If one school within a district makes a failing grade for five consecutive years, mandatory state sanctions are triggered which include the Texas Education Agency replacing the district’s locally elected school board with state appointees or closing the struggling school.

Muri said this is not just an idle threat. It happens and it is law.

“… The commissioner may not want to do that, but the law requires him to do that; at the end of five years it is a requirement. It’s not an option, so our responsibility as a school system is to make sure that no school in our system ever reaches that point. In fact, we shouldn’t have any F’s in ECISD. Our goal is to make sure that every school is successful, so that’s our direction. Let’s keep our schools in the A B and C range, rather than the D and F range. But in order to do that, it means we have to do things we’ve never done before,” Muri said.

He said the strategy used at the two schools had to be employed to “stop the bleed; those schools were bleeding failure and we had to flip them around.”

ECISD has 42 campuses. According to a graphic shown at Leadership University in July, there are five A rated schools, six B schools; 10 C rated schools; four D rated schools; and 16 F rated schools.

But Muri said the F rated schools come with a caveat.

“That’s as of 2019,” Muri said. He added that there were no ratings in 2020 or 2021, although students did take the STAAR this year. However, the state is still not implementing a full accountability system.

“We anticipate this year, ‘21-22 being a year, assuming COVID and everything subsides and we have a typical year, then we’ll see that accountability system return. … Our schools have not had an opportunity to escape, because it hasn’t existed.”

Asked if he regretted implementing RISE, Muri said what he didn’t regret is taking bold action.

“I applaud our trustees for supporting bold action.

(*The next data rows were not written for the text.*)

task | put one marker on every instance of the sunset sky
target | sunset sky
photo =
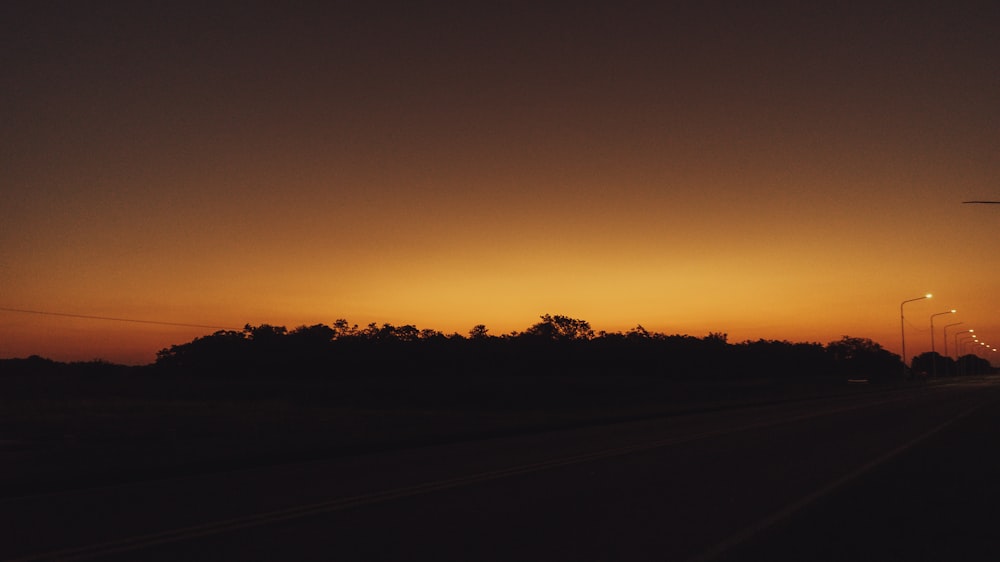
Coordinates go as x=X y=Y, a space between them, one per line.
x=777 y=170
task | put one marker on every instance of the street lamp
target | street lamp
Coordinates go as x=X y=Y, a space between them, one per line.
x=933 y=352
x=969 y=331
x=952 y=311
x=902 y=326
x=945 y=332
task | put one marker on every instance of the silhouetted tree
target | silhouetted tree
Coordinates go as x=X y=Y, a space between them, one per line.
x=479 y=331
x=561 y=328
x=862 y=357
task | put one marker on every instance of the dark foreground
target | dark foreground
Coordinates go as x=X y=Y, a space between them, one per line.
x=904 y=474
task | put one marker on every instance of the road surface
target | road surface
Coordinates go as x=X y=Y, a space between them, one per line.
x=903 y=474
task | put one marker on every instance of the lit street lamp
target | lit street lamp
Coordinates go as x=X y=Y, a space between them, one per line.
x=902 y=326
x=933 y=352
x=945 y=331
x=969 y=331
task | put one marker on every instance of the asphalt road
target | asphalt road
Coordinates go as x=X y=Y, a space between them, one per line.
x=907 y=475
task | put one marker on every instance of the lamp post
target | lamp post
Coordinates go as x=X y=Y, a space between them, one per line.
x=902 y=326
x=945 y=332
x=933 y=352
x=969 y=331
x=959 y=344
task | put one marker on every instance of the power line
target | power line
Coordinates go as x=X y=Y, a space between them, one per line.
x=113 y=319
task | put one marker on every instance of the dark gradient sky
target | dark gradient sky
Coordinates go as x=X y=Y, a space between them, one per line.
x=779 y=170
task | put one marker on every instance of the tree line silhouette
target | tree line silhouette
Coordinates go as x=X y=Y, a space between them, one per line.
x=556 y=345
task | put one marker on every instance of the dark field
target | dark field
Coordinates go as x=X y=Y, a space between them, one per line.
x=60 y=431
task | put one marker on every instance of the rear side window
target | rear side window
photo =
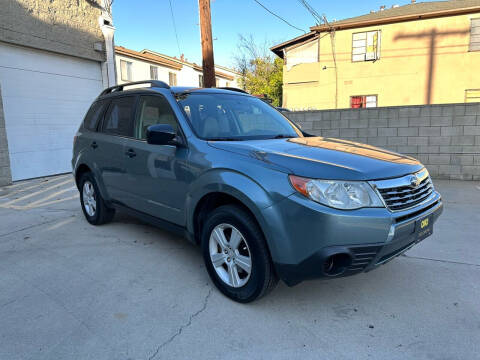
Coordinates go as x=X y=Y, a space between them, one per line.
x=119 y=117
x=153 y=110
x=94 y=114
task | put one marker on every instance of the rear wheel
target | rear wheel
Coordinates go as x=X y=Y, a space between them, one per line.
x=94 y=208
x=236 y=255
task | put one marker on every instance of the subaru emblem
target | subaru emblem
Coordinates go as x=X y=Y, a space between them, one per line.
x=414 y=181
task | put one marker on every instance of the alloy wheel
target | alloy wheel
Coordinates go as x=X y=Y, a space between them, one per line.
x=230 y=255
x=89 y=198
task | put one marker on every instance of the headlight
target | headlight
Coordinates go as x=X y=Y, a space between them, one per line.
x=337 y=194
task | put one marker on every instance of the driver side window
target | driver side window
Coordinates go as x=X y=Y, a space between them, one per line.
x=153 y=110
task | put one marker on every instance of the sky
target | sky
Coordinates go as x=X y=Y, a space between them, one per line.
x=148 y=24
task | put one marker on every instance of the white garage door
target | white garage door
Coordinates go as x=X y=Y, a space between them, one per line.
x=45 y=97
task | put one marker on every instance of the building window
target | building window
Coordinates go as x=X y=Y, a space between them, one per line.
x=126 y=70
x=172 y=79
x=475 y=35
x=472 y=95
x=363 y=101
x=153 y=72
x=366 y=46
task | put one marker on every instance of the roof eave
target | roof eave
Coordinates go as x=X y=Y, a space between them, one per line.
x=278 y=49
x=394 y=19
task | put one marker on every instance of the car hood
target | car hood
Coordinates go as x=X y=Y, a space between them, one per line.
x=325 y=158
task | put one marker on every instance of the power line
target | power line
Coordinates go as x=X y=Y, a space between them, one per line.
x=311 y=10
x=277 y=16
x=175 y=28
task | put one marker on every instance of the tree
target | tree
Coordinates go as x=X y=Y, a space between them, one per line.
x=262 y=72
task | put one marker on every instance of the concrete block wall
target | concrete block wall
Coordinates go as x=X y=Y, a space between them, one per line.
x=5 y=174
x=445 y=138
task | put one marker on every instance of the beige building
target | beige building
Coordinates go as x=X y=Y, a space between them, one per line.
x=416 y=54
x=150 y=65
x=55 y=58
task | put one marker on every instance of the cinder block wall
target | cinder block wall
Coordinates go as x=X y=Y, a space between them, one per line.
x=445 y=138
x=5 y=175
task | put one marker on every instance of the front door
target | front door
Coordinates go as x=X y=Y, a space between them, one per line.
x=156 y=174
x=109 y=143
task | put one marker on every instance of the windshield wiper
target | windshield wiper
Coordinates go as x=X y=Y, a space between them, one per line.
x=224 y=139
x=283 y=136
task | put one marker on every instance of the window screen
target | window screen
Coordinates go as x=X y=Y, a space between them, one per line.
x=118 y=119
x=172 y=79
x=94 y=114
x=366 y=46
x=153 y=72
x=126 y=70
x=153 y=110
x=475 y=35
x=472 y=95
x=363 y=101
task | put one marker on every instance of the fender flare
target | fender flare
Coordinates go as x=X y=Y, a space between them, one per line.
x=243 y=188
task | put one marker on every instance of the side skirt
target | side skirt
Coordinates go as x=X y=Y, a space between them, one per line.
x=152 y=220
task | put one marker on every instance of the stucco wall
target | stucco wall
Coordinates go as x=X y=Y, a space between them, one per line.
x=68 y=27
x=5 y=175
x=409 y=71
x=445 y=138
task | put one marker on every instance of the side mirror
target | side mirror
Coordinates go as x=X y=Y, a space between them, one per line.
x=161 y=134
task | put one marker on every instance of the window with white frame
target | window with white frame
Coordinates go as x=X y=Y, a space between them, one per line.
x=153 y=72
x=366 y=46
x=172 y=79
x=126 y=70
x=475 y=35
x=363 y=101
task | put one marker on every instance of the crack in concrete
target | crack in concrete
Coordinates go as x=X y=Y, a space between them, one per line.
x=32 y=226
x=439 y=260
x=183 y=327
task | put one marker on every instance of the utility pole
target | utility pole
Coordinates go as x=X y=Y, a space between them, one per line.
x=207 y=44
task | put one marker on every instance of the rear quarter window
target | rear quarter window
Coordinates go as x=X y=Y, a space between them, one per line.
x=94 y=115
x=119 y=117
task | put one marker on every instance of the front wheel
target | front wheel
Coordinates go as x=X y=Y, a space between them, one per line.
x=94 y=208
x=236 y=255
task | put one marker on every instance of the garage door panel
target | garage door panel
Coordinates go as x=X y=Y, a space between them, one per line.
x=32 y=163
x=45 y=98
x=44 y=138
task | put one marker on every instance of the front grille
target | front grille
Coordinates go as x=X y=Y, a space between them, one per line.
x=405 y=195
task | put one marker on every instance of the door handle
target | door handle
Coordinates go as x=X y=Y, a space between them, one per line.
x=130 y=153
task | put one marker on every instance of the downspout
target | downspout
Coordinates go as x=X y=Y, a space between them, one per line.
x=108 y=30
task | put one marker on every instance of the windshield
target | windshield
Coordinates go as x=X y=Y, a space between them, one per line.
x=234 y=117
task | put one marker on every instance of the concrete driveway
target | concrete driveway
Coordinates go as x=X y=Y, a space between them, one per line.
x=127 y=290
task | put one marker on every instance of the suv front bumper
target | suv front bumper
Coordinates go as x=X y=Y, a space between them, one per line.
x=371 y=237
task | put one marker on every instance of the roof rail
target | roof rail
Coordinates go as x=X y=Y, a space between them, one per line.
x=233 y=89
x=153 y=83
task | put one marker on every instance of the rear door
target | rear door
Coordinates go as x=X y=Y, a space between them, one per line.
x=108 y=146
x=157 y=175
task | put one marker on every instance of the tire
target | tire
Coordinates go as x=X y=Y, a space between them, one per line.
x=96 y=212
x=244 y=287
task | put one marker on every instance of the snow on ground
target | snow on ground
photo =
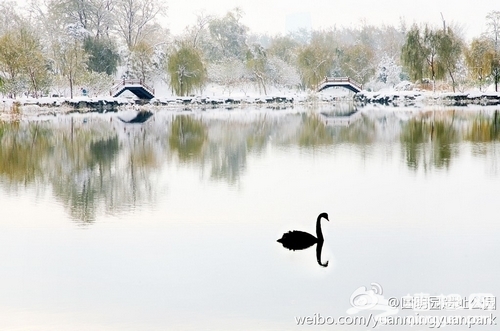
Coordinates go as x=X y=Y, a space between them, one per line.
x=396 y=96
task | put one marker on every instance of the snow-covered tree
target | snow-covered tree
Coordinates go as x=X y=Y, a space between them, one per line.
x=228 y=73
x=186 y=70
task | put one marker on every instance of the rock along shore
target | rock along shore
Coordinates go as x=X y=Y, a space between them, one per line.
x=415 y=98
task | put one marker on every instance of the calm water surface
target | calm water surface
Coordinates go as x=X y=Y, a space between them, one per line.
x=172 y=224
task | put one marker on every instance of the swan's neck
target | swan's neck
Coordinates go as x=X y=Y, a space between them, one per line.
x=319 y=233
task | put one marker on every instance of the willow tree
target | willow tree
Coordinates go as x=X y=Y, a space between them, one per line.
x=420 y=54
x=449 y=51
x=413 y=54
x=186 y=69
x=479 y=58
x=314 y=61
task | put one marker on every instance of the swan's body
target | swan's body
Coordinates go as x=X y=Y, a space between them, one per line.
x=295 y=240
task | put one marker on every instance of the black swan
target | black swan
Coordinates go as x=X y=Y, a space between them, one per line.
x=296 y=240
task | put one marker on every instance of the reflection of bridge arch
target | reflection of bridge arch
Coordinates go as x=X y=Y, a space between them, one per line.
x=136 y=86
x=345 y=82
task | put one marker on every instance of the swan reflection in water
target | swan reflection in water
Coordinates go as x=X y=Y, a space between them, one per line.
x=297 y=240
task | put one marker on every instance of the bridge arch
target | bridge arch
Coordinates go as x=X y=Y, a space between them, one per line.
x=136 y=86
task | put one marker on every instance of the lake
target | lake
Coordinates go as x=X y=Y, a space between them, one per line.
x=173 y=224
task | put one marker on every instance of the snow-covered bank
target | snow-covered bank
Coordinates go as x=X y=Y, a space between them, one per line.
x=424 y=98
x=15 y=108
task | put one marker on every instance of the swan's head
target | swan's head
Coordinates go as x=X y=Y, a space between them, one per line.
x=323 y=215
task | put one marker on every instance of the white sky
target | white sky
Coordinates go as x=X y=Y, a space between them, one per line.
x=270 y=15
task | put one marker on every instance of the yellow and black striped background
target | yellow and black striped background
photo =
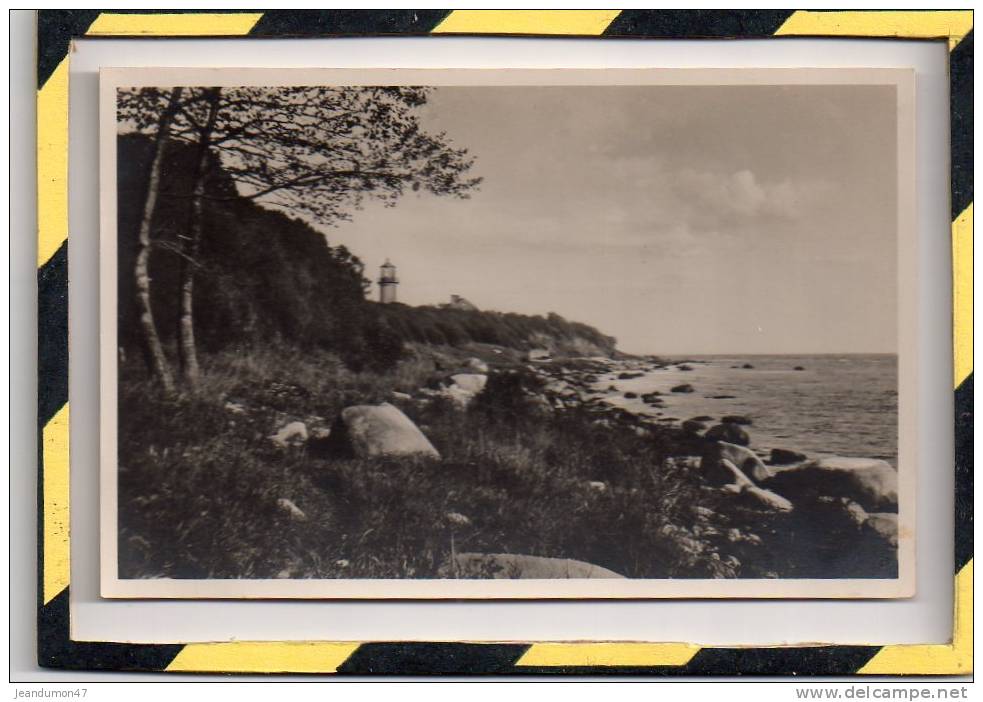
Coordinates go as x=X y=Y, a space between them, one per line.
x=56 y=649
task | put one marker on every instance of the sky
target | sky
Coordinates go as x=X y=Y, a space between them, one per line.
x=679 y=219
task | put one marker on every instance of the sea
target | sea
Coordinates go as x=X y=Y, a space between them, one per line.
x=844 y=405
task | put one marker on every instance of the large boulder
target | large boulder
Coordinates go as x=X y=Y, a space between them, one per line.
x=765 y=499
x=731 y=433
x=477 y=365
x=502 y=566
x=785 y=457
x=885 y=525
x=870 y=482
x=292 y=433
x=470 y=382
x=691 y=426
x=367 y=431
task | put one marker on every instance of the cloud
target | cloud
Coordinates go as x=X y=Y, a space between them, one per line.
x=739 y=194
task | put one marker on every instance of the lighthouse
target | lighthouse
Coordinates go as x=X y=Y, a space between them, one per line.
x=387 y=283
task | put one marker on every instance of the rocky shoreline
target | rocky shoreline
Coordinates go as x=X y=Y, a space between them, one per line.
x=778 y=512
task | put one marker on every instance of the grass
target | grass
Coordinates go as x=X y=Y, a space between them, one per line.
x=199 y=482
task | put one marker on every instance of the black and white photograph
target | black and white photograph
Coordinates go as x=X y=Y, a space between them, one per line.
x=507 y=334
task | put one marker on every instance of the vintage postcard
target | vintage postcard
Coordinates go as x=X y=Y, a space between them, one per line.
x=508 y=334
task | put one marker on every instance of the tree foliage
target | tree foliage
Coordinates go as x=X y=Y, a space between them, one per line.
x=319 y=151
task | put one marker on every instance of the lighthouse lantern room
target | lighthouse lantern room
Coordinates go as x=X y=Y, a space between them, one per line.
x=387 y=283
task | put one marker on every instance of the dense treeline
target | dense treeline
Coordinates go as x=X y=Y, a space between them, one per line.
x=260 y=275
x=263 y=276
x=456 y=327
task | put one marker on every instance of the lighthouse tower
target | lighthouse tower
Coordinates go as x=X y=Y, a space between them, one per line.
x=387 y=283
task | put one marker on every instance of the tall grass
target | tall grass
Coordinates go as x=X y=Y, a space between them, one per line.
x=200 y=481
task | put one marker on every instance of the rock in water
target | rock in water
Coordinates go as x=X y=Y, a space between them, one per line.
x=692 y=426
x=470 y=382
x=766 y=498
x=733 y=475
x=785 y=457
x=477 y=365
x=367 y=431
x=885 y=525
x=502 y=566
x=731 y=433
x=870 y=482
x=295 y=512
x=744 y=458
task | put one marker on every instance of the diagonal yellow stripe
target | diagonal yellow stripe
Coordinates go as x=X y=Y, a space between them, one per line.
x=607 y=654
x=962 y=295
x=202 y=24
x=938 y=659
x=54 y=489
x=573 y=22
x=262 y=657
x=53 y=107
x=53 y=163
x=914 y=24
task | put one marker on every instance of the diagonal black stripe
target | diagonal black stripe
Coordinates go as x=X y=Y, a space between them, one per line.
x=52 y=335
x=433 y=659
x=56 y=28
x=961 y=123
x=347 y=22
x=964 y=473
x=697 y=23
x=806 y=660
x=57 y=650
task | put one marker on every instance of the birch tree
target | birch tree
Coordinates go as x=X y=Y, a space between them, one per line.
x=315 y=151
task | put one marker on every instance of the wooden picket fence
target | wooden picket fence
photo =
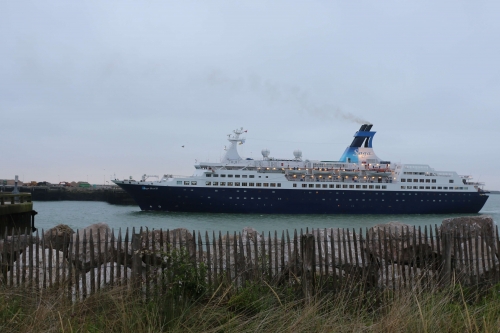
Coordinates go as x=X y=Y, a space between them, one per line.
x=317 y=259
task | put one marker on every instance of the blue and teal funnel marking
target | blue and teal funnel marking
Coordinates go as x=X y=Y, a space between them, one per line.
x=364 y=135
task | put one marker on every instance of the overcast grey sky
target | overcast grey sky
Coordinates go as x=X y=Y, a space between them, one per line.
x=89 y=89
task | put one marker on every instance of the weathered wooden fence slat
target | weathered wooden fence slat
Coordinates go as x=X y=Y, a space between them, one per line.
x=387 y=257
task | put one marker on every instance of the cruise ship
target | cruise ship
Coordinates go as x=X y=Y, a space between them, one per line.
x=358 y=183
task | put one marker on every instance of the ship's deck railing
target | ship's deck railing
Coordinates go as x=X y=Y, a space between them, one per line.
x=338 y=180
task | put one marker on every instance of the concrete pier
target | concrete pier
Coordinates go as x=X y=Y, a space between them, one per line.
x=16 y=212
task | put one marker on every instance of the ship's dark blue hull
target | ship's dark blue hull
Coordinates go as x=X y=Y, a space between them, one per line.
x=302 y=201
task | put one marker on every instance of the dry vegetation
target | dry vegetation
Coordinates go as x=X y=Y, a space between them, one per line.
x=255 y=308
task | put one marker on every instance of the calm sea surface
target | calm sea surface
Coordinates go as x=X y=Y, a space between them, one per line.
x=79 y=214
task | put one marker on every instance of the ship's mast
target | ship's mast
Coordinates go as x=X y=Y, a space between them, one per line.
x=232 y=155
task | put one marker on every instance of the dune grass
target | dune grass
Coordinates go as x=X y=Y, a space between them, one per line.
x=257 y=307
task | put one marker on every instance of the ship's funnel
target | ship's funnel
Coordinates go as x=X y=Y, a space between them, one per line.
x=359 y=152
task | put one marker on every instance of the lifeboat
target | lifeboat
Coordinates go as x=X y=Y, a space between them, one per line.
x=379 y=172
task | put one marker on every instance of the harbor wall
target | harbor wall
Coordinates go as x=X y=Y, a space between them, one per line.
x=111 y=195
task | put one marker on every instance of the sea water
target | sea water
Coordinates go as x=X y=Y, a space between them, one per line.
x=80 y=214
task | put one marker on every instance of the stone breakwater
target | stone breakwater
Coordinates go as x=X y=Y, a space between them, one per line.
x=392 y=255
x=111 y=194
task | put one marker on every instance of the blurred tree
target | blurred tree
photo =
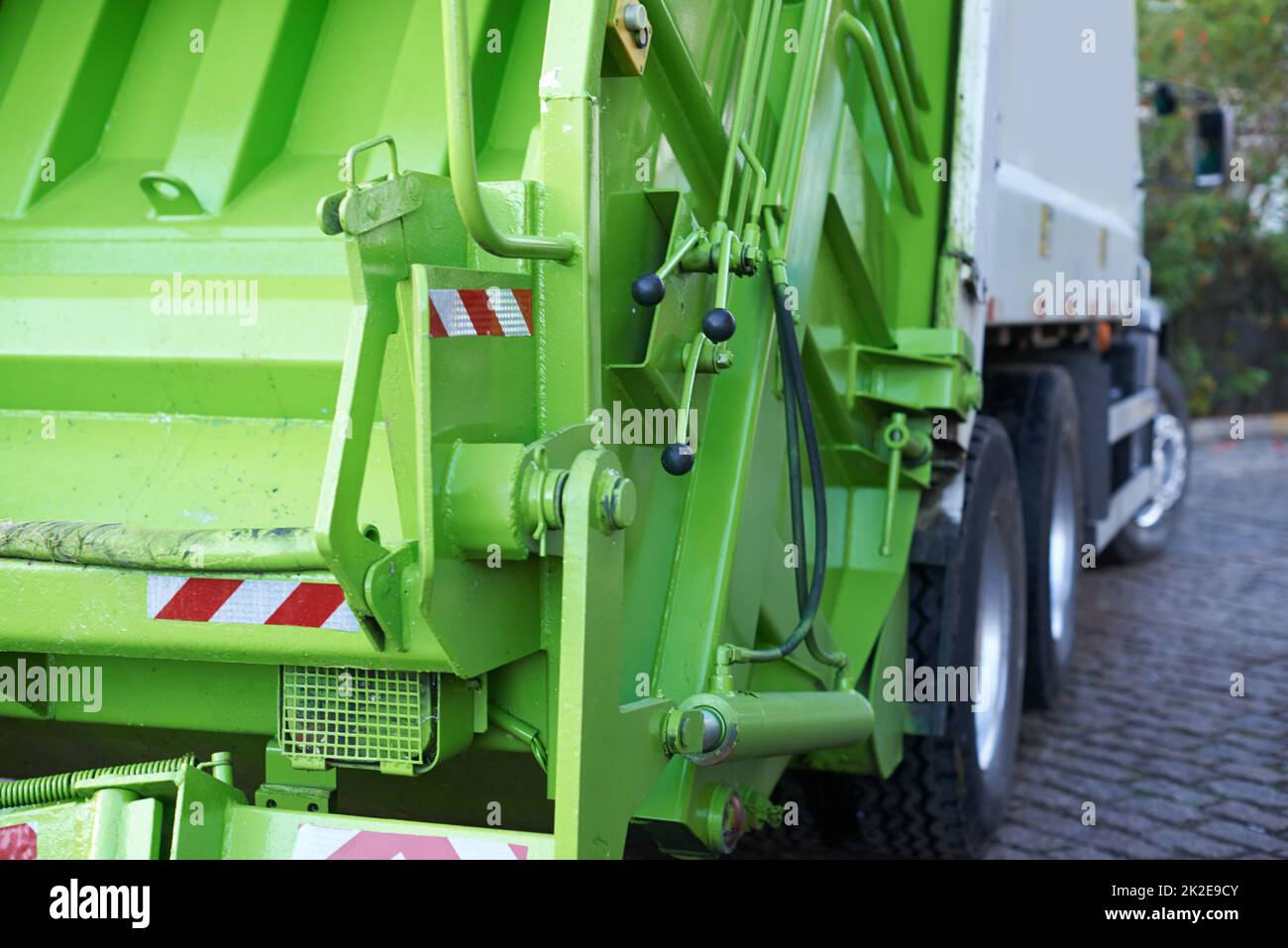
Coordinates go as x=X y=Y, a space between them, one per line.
x=1220 y=258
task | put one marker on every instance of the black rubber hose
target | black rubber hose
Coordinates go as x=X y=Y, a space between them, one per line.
x=794 y=476
x=795 y=390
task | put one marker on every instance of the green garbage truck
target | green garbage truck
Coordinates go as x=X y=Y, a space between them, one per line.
x=558 y=429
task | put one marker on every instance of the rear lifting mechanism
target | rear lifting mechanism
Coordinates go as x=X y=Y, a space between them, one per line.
x=728 y=250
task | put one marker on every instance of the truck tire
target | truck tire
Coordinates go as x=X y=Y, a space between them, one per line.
x=1039 y=408
x=1150 y=531
x=949 y=792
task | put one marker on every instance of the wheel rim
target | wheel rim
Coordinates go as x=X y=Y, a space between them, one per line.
x=1170 y=458
x=992 y=647
x=1063 y=559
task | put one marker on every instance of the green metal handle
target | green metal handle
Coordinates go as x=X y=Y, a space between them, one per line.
x=460 y=153
x=898 y=72
x=850 y=25
x=910 y=55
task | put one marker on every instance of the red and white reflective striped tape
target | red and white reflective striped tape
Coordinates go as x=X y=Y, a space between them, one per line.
x=336 y=843
x=18 y=841
x=250 y=601
x=493 y=312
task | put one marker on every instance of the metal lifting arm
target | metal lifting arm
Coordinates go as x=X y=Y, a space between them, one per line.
x=460 y=153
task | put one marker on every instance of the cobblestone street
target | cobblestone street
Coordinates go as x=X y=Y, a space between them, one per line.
x=1149 y=732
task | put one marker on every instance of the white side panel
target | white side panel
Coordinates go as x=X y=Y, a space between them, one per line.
x=1065 y=175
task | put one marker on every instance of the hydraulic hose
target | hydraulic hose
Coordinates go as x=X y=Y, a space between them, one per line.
x=56 y=789
x=797 y=402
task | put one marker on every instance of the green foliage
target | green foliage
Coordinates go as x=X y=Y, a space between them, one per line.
x=1222 y=258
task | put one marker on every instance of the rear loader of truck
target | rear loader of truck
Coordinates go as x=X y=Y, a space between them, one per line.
x=540 y=429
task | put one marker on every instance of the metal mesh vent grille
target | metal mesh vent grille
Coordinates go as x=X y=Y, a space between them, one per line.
x=355 y=715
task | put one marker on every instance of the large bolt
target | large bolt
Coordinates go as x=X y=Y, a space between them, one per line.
x=621 y=502
x=635 y=17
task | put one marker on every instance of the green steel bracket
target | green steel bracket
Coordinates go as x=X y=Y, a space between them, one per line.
x=595 y=733
x=385 y=223
x=290 y=788
x=914 y=382
x=906 y=446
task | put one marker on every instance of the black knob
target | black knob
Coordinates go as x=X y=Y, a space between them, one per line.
x=678 y=459
x=719 y=325
x=648 y=290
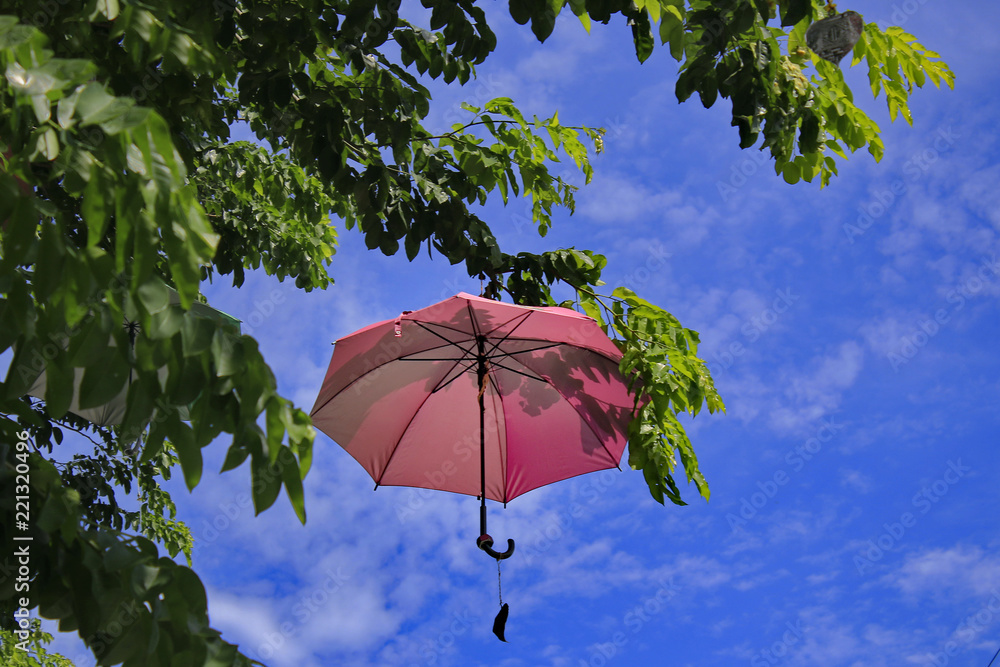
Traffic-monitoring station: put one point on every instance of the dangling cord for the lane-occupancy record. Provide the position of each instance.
(500, 622)
(499, 588)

And that’s their directive to me is … we have to address the F schools, the D schools that we have and change has to happen,” Muri said.

“Was that the right strategy? I think at the time we felt that that is the right strategy. Will we get the right results? We’re feeling pretty good. Again, we’ve got a good team and both of those schools have two great leaders in place. Great people are working in those schools from a teacher perspective and support staff, so I feel confident we’re going to get the right results,” he added.

“I think it is challenging in an environment where you have a shortage of teachers already to reconstitute … But we were confident in our ability to attract (people) to those schools. The teachers are making more money in those environments. There was a pretty high threshold of talent that was required, and to be a part of a team in a turnaround environment that excites a lot of educators, but we just couldn’t attract enough people to take on that role; just couldn’t do it,” he said.

Some people are not moving for new opportunities because of COVID.

“… Maybe next year … if COVID is a non-existent thing, then we might be able to attract more people to our area because they would be more willing to move. But I still think that played a little bit of a role … In fact, we did have quite a bit of interest from teachers, if they could teach virtually” from where they were, Muri said.

He added that ECISD wanted teachers in the classrooms with students.

“… It’s difficult in a virtual environment for some teachers to develop that relationship. And our middle school kids need that,” Muri said.